The scientists used aluminum nails to tag individual trees, measuring the diameter and estimating the height of every tree within 565 patches of forest, and returning every few years to repeat the process. This enabled them to calculate the carbon stored in the trees that survived and those that died.
They found that tropical forests are now taking up a third less carbon than was previously measured in the 1990s.
Data provided in the study presents the first large-scale evidence that some sites in the Congo Basin of central Africa showed signs of weakened carbon uptake as early as 2010, according to the Washington Post, suggesting that the decline in Africa may have been underway for around a decade.
The Amazon sink started weakening first, but African forests are now rapidly following suit, the Guardian reported. Amazonian forests are exposed to higher temperatures, faster temperature increases, and more frequent and severe droughts than African forests.
The researchers predicted that in 10 years the African jungle will absorb 14 percent less carbon dioxide than it did 10 to 15 years ago.
Additionally, they said that by 2035 Amazonian trees won’t absorb any carbon dioxide at all. And, by the 2060s, the typical tropical forest may become a carbon source due to wildfires, deforestation, and excess greenhouse gas emissions pumped into the atmosphere.
These projected forecasts in how forests will store carbon up to 2040 are based on observations, a statistical model, and trends in emissions, temperature, and rainfall.
Tropical forests will “add to the problem of climate change, rather than mitigating against,” wrote Simon Lewis, an ecologist at the University of Leeds and one of the paper’s co-authors.
However, Lewis' findings notably contradict models used by the Intergovernmental Panel on Climate Change (IPCC) and governments around the world, which predicted that the Congo Basin rainforest would continue to absorb carbon for many decades to come.
Skeptics have largely dismissed fears over man’s impact on global warming, saying climate change has been going on since the beginning of time.
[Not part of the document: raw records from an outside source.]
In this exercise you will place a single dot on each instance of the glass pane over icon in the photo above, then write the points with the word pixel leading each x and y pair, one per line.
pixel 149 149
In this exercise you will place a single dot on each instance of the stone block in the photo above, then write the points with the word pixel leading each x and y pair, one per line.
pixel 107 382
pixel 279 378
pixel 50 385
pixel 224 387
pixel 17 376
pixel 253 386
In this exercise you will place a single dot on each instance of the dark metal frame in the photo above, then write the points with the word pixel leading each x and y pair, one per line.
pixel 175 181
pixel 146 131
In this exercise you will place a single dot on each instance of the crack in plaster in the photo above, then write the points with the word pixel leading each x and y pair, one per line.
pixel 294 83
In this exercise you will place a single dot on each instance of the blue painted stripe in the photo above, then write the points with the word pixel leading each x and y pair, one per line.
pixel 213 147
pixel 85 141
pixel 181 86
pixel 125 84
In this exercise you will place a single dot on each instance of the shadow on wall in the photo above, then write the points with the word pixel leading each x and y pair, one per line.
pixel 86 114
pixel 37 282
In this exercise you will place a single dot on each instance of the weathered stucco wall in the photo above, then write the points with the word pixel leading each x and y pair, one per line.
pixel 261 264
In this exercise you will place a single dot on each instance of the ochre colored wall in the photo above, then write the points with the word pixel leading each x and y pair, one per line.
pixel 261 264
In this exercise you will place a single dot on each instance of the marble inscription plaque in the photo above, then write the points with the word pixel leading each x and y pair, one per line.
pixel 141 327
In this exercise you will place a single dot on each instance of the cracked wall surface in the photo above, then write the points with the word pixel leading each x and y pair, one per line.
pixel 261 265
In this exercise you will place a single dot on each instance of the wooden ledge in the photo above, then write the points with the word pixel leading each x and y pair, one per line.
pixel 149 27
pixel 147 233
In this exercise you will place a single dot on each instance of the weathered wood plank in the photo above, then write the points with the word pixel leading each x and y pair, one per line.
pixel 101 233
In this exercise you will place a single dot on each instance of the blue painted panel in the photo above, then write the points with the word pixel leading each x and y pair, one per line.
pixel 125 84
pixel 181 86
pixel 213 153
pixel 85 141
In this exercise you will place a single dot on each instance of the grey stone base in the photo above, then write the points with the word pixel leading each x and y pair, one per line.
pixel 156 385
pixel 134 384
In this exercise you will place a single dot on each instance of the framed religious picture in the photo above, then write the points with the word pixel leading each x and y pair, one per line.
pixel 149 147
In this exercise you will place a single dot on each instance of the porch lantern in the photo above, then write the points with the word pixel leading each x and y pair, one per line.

They also claim the dangers of a warming planet are being wildly exaggerated and question the impact that fossil fuels have had on climate change.
At this year’s UN climate talks in November, many countries are expected to come forth with plans to reach net-zero emissions by mid-century. But, some rich countries — like the United States — and many companies plan to reduce their emissions via offsetting, often by preserving, replanting or growing new forests.
The research nonetheless shows that relying on tropical forests is unlikely to be enough to offset large-scale emissions.
“We’ve found that one of the most worrying impacts of climate change has already begun,” said Lewis.
“This is decades ahead of even the most pessimistic climate models,” he concluded.
Nature, The Guardian, and The Washington Post contributed to this report.